Il non-governo di Salvini e Di Maio

Senza voler essere per forza pessimisti, nel giorno in cui pareva che fosse pronto a nascere, il governo giallo-verde non è nato. Dopo giorni e giorni di trattative a Roma, e dopo un rush finale tra il ventitreesimo piano del Pirellone e lo studio di un commercialista a Milano, domenica sera Luigi Di Maio aveva telefonato al Quirinale per informare il presidente che lui e Salvini erano pronti a riferire al Presidente della Repubblica. L’intesa sul programma – facevano sapere i due futuri alleati – si considerava raggiunta all’ottanta per cento, non così quella sul candidato premier equidistante dai due partiti, che avrebbe dovuto suggellare l’ultimo passaggio e consentire al Capo dello Stato di valutare la proposta ed eventualmente procedere all’incarico.
Nulla di tutto questo è accaduto ieri pomeriggio al Quirinale, dove Di Maio e Salvini erano stati convocati separatamente per un nuovo giro di consultazioni, concluso con due dichiarazioni molto divergenti. Il leader pentastellato se n’è uscito chiedendo altro tempo per la trattativa, non essendo stata trovata un’intesa idonea, secondo il Movimento, alla costruzione del cosiddetto «governo del cambiamento». Quello leghista, visibilmente sudato e innervosito, ha detto chiaro e tondo che non c’era accordo su niente: né sulla cancellazione della Fornero, né sulla sicurezza, né sull’immigrazione, e non parliamo delle opere pubbliche, a cominciare dalla Tav e dalle strade pedemontane così care al Carroccio delle valli del Nord.
L’unico punto coincidente riguardava il nome del possibile premier, di cui Salvini e Di Maio negavano di aver parlato fino a notte fonda.

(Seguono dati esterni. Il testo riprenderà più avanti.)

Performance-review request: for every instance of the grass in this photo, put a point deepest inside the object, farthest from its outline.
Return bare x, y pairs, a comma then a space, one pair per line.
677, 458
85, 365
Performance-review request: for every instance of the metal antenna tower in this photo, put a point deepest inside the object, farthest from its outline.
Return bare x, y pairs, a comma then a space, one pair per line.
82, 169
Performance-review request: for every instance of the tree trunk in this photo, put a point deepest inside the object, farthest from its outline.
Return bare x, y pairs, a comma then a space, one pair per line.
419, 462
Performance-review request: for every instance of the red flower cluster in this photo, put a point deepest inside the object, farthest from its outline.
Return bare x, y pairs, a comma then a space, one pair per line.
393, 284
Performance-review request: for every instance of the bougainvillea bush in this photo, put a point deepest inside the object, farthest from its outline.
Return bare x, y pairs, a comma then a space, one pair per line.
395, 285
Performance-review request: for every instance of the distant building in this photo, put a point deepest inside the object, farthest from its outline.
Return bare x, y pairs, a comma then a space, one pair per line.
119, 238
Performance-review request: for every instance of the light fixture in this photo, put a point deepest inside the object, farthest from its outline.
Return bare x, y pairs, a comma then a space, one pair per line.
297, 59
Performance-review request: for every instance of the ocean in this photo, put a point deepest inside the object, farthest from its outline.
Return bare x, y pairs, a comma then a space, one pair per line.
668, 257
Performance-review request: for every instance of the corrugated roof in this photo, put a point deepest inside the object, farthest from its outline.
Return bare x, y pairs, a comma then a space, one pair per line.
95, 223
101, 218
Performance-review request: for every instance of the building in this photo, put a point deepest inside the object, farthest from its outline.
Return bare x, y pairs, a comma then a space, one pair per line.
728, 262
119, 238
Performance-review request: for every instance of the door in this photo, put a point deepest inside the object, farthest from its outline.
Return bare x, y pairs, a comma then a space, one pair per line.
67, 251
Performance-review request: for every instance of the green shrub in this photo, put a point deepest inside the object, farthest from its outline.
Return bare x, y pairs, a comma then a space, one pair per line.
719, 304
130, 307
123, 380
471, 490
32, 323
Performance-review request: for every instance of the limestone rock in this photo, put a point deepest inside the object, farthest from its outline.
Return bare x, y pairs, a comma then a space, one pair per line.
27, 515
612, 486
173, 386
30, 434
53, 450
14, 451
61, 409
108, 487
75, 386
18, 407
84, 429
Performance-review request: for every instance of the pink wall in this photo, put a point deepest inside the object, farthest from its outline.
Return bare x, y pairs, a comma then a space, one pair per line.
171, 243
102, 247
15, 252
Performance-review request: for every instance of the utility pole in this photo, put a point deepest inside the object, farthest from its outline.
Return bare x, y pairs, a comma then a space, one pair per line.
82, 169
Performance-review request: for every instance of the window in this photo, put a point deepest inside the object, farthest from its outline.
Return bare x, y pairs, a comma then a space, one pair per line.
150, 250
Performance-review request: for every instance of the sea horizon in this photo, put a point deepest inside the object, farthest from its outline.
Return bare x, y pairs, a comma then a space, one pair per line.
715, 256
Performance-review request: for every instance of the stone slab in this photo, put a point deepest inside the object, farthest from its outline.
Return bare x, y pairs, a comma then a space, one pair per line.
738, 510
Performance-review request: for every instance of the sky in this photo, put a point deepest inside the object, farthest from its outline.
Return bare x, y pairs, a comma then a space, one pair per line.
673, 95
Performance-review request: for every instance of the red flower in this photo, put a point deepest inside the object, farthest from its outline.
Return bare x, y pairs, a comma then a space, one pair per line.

Ma a dimostrazione che si trattava di un’ennesima bugia, quasi contemporaneamente il professor Giulio Sapelli, economista e accademico di fama, stimato anche da precedenti governi e nominato in consigli d’amministrazione di enti di Stato come l’Eni, dichiarava di essere stato convocato da Salvini e Di Maio per accertare la sua disponibilità a guidare il governo. Sapelli, uomo di una certa esperienza, s’era sentito un po’ preso dai turchi, limitandosi a rispondere che avrebbe potuto accettare, solo se messo in condizione di partecipare alla stesura del programma e alla scelta dei ministri, insomma non a scatola chiusa. Ma già questo bastava a motivare un veto dei 5 stelle sul suo nome. Infine, sempre all’uscita dagli incontri con Mattarella, i due leader annunciavano di voler consultare i rispettivi elettorati, M5S tramite la piattaforma Rousseau, e Lega con i gazebi in piazza.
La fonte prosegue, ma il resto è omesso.